The Customer Value Journey Most Brands Get Backwards
The customer value experience maps the path a person takes from first awareness of your brand through to becoming an active advocate for it. Most frameworks present this as a linear progression through stages like awareness, engagement, conversion, and retention. The reality is messier, but the framework is still useful, provided you apply it in the right direction.
Most brands build this experience backwards. They optimise hard at the bottom, where purchase intent already exists, and underinvest at the top, where future customers are formed. That imbalance is commercially expensive, and most marketing teams never see it because their attribution models don’t show them what they’re missing.
Key Takeaways
- Most brands over-invest in capturing existing demand and under-invest in creating new demand, which produces short-term efficiency at the cost of long-term growth.
- The customer value experience is not linear.
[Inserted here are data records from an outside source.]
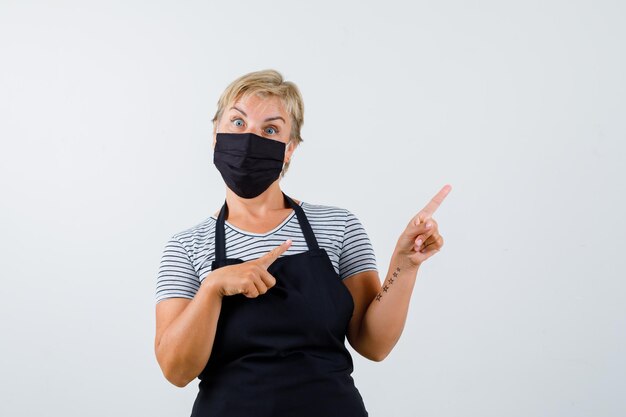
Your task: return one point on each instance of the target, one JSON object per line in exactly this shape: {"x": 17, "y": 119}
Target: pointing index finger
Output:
{"x": 434, "y": 203}
{"x": 272, "y": 255}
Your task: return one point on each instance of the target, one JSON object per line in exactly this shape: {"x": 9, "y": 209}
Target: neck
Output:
{"x": 260, "y": 206}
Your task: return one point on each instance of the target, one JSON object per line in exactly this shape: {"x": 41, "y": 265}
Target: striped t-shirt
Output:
{"x": 187, "y": 256}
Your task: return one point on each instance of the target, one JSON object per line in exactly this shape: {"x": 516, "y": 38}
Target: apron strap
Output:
{"x": 220, "y": 239}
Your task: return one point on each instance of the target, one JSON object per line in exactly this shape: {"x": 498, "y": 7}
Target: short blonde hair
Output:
{"x": 263, "y": 83}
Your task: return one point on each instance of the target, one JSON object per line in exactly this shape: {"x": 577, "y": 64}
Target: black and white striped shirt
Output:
{"x": 187, "y": 256}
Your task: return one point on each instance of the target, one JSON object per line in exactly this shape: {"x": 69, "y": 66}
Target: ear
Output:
{"x": 291, "y": 147}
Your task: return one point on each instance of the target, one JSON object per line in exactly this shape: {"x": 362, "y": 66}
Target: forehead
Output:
{"x": 254, "y": 103}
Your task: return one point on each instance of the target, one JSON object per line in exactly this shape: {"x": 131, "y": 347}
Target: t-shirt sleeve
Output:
{"x": 357, "y": 252}
{"x": 177, "y": 277}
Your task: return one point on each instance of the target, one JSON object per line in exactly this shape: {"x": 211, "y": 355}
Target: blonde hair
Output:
{"x": 266, "y": 83}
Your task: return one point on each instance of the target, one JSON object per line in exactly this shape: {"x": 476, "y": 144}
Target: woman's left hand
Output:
{"x": 421, "y": 239}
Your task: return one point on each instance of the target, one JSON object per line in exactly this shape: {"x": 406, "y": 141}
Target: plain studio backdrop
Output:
{"x": 520, "y": 106}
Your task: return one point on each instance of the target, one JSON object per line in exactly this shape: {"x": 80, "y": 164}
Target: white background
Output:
{"x": 106, "y": 152}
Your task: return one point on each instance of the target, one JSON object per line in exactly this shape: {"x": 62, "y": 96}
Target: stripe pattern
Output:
{"x": 187, "y": 256}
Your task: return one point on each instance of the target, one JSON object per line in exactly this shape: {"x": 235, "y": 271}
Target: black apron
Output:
{"x": 282, "y": 353}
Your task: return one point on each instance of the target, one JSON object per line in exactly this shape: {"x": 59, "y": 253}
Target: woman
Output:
{"x": 264, "y": 328}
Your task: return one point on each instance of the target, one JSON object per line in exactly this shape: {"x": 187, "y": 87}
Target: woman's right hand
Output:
{"x": 249, "y": 278}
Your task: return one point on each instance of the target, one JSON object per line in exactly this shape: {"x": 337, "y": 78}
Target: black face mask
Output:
{"x": 249, "y": 163}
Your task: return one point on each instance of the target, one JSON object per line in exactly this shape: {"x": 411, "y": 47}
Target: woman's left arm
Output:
{"x": 380, "y": 311}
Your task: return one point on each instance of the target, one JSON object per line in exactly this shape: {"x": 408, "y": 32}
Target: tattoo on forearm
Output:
{"x": 388, "y": 283}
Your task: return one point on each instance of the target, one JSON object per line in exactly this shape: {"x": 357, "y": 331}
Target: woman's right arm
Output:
{"x": 185, "y": 330}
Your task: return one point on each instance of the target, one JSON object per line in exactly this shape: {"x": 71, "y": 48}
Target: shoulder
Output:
{"x": 193, "y": 238}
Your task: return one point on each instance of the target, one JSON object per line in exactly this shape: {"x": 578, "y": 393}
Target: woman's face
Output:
{"x": 263, "y": 116}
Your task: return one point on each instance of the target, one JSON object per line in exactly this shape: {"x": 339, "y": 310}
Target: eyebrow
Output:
{"x": 269, "y": 119}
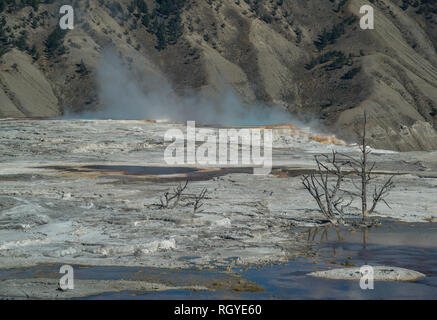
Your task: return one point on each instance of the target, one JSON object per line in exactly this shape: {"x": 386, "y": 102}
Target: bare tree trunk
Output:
{"x": 364, "y": 171}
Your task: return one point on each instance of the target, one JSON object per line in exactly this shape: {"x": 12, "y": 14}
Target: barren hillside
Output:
{"x": 307, "y": 56}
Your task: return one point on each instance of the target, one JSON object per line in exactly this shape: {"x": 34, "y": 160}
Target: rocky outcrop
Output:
{"x": 310, "y": 57}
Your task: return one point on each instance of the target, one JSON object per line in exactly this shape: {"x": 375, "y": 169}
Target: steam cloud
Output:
{"x": 123, "y": 97}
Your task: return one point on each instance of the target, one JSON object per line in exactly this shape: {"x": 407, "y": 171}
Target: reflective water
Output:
{"x": 407, "y": 245}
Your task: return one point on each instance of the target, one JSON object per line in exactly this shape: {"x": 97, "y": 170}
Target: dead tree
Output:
{"x": 325, "y": 187}
{"x": 328, "y": 193}
{"x": 364, "y": 171}
{"x": 171, "y": 200}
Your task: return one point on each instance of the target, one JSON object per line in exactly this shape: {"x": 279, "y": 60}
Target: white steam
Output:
{"x": 124, "y": 97}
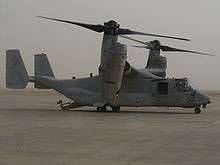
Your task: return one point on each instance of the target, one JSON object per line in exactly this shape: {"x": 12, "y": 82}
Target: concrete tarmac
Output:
{"x": 33, "y": 132}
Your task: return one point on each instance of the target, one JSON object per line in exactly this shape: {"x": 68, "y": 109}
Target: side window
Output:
{"x": 162, "y": 88}
{"x": 181, "y": 86}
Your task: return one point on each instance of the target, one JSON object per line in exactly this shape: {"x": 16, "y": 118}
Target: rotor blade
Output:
{"x": 145, "y": 43}
{"x": 170, "y": 49}
{"x": 130, "y": 32}
{"x": 145, "y": 47}
{"x": 97, "y": 28}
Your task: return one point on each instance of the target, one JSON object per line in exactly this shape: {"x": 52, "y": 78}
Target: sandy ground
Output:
{"x": 33, "y": 131}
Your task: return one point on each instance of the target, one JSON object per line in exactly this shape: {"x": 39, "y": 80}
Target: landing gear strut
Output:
{"x": 68, "y": 105}
{"x": 197, "y": 110}
{"x": 115, "y": 108}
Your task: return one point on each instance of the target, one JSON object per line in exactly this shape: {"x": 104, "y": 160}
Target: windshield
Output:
{"x": 182, "y": 85}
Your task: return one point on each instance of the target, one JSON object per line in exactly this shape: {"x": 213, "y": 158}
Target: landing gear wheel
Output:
{"x": 115, "y": 108}
{"x": 101, "y": 109}
{"x": 197, "y": 110}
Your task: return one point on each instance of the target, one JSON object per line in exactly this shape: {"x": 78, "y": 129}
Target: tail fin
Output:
{"x": 16, "y": 73}
{"x": 42, "y": 68}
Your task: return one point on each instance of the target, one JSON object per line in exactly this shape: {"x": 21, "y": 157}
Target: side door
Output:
{"x": 164, "y": 93}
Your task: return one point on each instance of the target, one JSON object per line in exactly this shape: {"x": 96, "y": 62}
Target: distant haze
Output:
{"x": 74, "y": 51}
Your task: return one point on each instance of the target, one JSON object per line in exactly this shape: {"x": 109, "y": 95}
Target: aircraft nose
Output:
{"x": 204, "y": 98}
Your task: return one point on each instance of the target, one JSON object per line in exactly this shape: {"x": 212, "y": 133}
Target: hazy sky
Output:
{"x": 76, "y": 51}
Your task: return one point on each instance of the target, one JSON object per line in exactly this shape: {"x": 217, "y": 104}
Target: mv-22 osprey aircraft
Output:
{"x": 118, "y": 84}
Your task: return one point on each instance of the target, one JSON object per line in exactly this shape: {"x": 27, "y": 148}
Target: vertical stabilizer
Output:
{"x": 16, "y": 73}
{"x": 42, "y": 66}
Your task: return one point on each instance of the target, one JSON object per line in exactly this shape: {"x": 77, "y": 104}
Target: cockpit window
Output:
{"x": 182, "y": 85}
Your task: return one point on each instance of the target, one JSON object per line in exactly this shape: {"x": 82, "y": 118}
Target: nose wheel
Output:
{"x": 197, "y": 110}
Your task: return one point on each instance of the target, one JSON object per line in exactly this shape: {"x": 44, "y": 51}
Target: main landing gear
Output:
{"x": 104, "y": 109}
{"x": 197, "y": 110}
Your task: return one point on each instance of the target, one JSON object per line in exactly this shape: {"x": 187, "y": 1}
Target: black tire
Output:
{"x": 115, "y": 108}
{"x": 101, "y": 109}
{"x": 197, "y": 110}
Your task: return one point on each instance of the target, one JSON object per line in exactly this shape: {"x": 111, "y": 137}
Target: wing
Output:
{"x": 132, "y": 72}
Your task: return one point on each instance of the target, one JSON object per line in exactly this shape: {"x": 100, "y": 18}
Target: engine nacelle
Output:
{"x": 112, "y": 72}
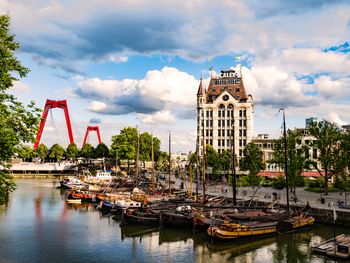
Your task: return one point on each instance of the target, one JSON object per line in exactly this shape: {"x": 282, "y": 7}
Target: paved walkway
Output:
{"x": 266, "y": 194}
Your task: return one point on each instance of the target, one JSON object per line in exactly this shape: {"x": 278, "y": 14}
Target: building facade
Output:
{"x": 225, "y": 117}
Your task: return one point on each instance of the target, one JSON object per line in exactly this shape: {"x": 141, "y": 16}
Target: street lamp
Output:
{"x": 234, "y": 192}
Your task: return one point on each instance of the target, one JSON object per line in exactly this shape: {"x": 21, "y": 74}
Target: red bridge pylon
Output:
{"x": 50, "y": 104}
{"x": 92, "y": 128}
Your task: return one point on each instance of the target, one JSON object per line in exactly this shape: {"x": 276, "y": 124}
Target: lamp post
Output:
{"x": 285, "y": 158}
{"x": 234, "y": 192}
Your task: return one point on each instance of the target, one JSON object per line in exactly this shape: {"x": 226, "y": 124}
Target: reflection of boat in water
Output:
{"x": 252, "y": 229}
{"x": 167, "y": 235}
{"x": 72, "y": 183}
{"x": 132, "y": 231}
{"x": 71, "y": 199}
{"x": 141, "y": 217}
{"x": 241, "y": 246}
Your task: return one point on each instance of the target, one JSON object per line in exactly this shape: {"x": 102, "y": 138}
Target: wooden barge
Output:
{"x": 338, "y": 249}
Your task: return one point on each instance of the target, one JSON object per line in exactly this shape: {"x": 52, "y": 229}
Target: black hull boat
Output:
{"x": 136, "y": 217}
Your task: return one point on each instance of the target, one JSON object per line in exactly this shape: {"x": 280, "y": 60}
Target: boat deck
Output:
{"x": 338, "y": 249}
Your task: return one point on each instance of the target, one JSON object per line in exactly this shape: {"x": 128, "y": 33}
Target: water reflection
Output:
{"x": 38, "y": 226}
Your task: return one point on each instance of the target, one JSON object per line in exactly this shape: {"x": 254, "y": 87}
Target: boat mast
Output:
{"x": 285, "y": 158}
{"x": 234, "y": 192}
{"x": 203, "y": 165}
{"x": 153, "y": 188}
{"x": 137, "y": 155}
{"x": 190, "y": 171}
{"x": 169, "y": 168}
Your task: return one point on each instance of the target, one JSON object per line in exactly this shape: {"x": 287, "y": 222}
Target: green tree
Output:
{"x": 226, "y": 161}
{"x": 327, "y": 140}
{"x": 146, "y": 147}
{"x": 162, "y": 163}
{"x": 41, "y": 151}
{"x": 87, "y": 152}
{"x": 25, "y": 152}
{"x": 18, "y": 123}
{"x": 101, "y": 150}
{"x": 72, "y": 151}
{"x": 56, "y": 152}
{"x": 297, "y": 160}
{"x": 252, "y": 162}
{"x": 124, "y": 145}
{"x": 213, "y": 161}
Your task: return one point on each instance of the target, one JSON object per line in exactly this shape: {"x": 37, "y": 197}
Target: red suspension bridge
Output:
{"x": 62, "y": 104}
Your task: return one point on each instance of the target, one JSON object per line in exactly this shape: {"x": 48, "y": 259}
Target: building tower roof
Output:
{"x": 201, "y": 90}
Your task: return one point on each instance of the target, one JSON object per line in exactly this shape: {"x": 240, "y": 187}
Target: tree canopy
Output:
{"x": 297, "y": 157}
{"x": 327, "y": 140}
{"x": 18, "y": 122}
{"x": 252, "y": 162}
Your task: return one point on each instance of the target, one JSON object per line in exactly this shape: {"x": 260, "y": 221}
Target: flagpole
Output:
{"x": 334, "y": 218}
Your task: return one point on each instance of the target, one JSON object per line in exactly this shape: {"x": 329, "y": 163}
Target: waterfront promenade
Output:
{"x": 266, "y": 195}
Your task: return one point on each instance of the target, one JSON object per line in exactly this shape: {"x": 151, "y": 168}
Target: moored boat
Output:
{"x": 138, "y": 217}
{"x": 234, "y": 231}
{"x": 71, "y": 199}
{"x": 251, "y": 229}
{"x": 180, "y": 218}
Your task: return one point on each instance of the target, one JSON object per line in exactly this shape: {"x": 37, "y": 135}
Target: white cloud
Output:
{"x": 272, "y": 86}
{"x": 334, "y": 117}
{"x": 19, "y": 86}
{"x": 97, "y": 106}
{"x": 170, "y": 85}
{"x": 163, "y": 116}
{"x": 118, "y": 59}
{"x": 329, "y": 89}
{"x": 306, "y": 61}
{"x": 169, "y": 88}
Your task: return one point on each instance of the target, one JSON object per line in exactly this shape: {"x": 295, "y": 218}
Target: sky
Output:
{"x": 138, "y": 62}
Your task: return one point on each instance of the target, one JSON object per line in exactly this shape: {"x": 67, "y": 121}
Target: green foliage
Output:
{"x": 7, "y": 185}
{"x": 18, "y": 123}
{"x": 124, "y": 144}
{"x": 162, "y": 163}
{"x": 341, "y": 182}
{"x": 101, "y": 150}
{"x": 25, "y": 152}
{"x": 279, "y": 182}
{"x": 87, "y": 151}
{"x": 213, "y": 160}
{"x": 56, "y": 152}
{"x": 72, "y": 151}
{"x": 41, "y": 151}
{"x": 146, "y": 147}
{"x": 297, "y": 160}
{"x": 318, "y": 183}
{"x": 252, "y": 162}
{"x": 331, "y": 157}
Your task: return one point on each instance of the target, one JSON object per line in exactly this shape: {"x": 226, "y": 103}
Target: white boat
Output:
{"x": 73, "y": 200}
{"x": 71, "y": 183}
{"x": 124, "y": 204}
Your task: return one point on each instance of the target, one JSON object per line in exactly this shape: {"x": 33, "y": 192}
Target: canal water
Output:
{"x": 37, "y": 226}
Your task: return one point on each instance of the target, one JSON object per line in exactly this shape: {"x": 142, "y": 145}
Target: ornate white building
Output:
{"x": 224, "y": 112}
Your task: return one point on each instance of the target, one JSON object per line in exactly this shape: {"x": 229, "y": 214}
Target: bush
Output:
{"x": 279, "y": 183}
{"x": 318, "y": 183}
{"x": 299, "y": 181}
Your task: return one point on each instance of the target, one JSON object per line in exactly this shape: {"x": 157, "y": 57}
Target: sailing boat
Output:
{"x": 257, "y": 228}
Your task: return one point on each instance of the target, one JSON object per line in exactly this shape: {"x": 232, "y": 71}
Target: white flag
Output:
{"x": 334, "y": 214}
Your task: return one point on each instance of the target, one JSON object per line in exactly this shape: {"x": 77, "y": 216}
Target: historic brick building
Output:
{"x": 224, "y": 112}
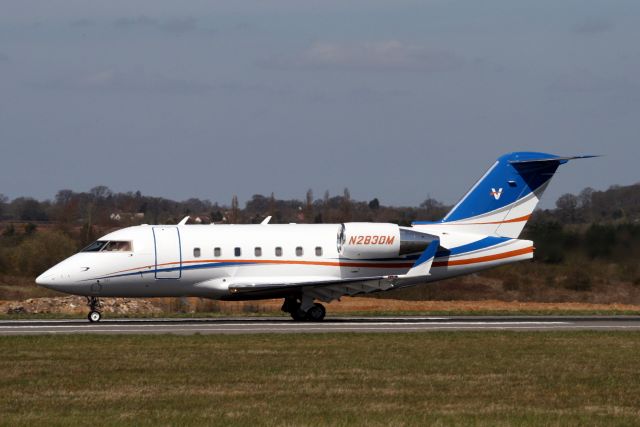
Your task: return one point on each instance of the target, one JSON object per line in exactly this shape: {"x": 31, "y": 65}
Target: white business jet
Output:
{"x": 307, "y": 263}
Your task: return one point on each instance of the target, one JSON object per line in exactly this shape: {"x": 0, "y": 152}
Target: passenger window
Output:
{"x": 115, "y": 246}
{"x": 95, "y": 246}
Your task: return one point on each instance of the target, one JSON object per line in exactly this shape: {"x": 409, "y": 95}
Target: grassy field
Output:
{"x": 488, "y": 378}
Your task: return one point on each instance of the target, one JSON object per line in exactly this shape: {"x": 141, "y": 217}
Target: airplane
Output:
{"x": 306, "y": 264}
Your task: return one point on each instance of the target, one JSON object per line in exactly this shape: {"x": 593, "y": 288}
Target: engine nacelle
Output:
{"x": 367, "y": 240}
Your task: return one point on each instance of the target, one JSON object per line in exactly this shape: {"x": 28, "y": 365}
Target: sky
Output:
{"x": 399, "y": 100}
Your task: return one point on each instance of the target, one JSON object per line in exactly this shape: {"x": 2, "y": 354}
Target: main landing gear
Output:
{"x": 304, "y": 309}
{"x": 94, "y": 309}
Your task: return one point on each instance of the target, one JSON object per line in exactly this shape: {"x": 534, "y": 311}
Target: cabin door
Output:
{"x": 168, "y": 254}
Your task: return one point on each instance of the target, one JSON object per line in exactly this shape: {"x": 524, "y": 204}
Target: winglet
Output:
{"x": 560, "y": 159}
{"x": 423, "y": 263}
{"x": 266, "y": 220}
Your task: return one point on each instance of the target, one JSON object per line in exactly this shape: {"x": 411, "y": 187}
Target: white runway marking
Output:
{"x": 283, "y": 325}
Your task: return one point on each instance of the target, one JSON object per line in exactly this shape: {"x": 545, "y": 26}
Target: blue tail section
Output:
{"x": 502, "y": 201}
{"x": 513, "y": 177}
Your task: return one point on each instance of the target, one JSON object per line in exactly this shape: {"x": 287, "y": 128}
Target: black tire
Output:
{"x": 94, "y": 316}
{"x": 298, "y": 315}
{"x": 316, "y": 313}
Customers skip stages, loop back, and arrive at purchase through paths that performance attribution rarely captures accurately.
- Advocacy is not a marketing tactic. It is the output of a genuinely good experience, and it cannot be manufactured through referral mechanics alone.
- Retention economics are more powerful than acquisition economics at scale, but only if the product and experience are strong enough to justify loyalty.
- Mapping the experience without measuring what actually happens at each stage is an exercise in decoration, not strategy.
In This Article
- What Does the Customer Value experience Actually Describe?
- Why the Top of the experience Is Where Most Brands Underinvest
- How the experience Differs by Category and Context
- The Role of Experience Across Every Stage
- Where Retention Fits and Why Most Brands Mismanage It
- Advocacy Is Not a Programme. It Is an Outcome.
- Technology’s Role in experience Management
- How to Map a experience That Is Actually Useful
Early in my career I was a committed lower-funnel operator. Paid search, retargeting, conversion rate optimisation. I was good at it, and the numbers looked excellent. It took me years, and a few uncomfortable conversations with clients who were growing their paid spend but not their customer base, to accept that much of what I was crediting to performance marketing was going to happen anyway. The person who had already decided to buy was going to find a way to buy. We were just collecting the toll on a road they were already travelling. Real growth required reaching people who had not yet decided anything at all.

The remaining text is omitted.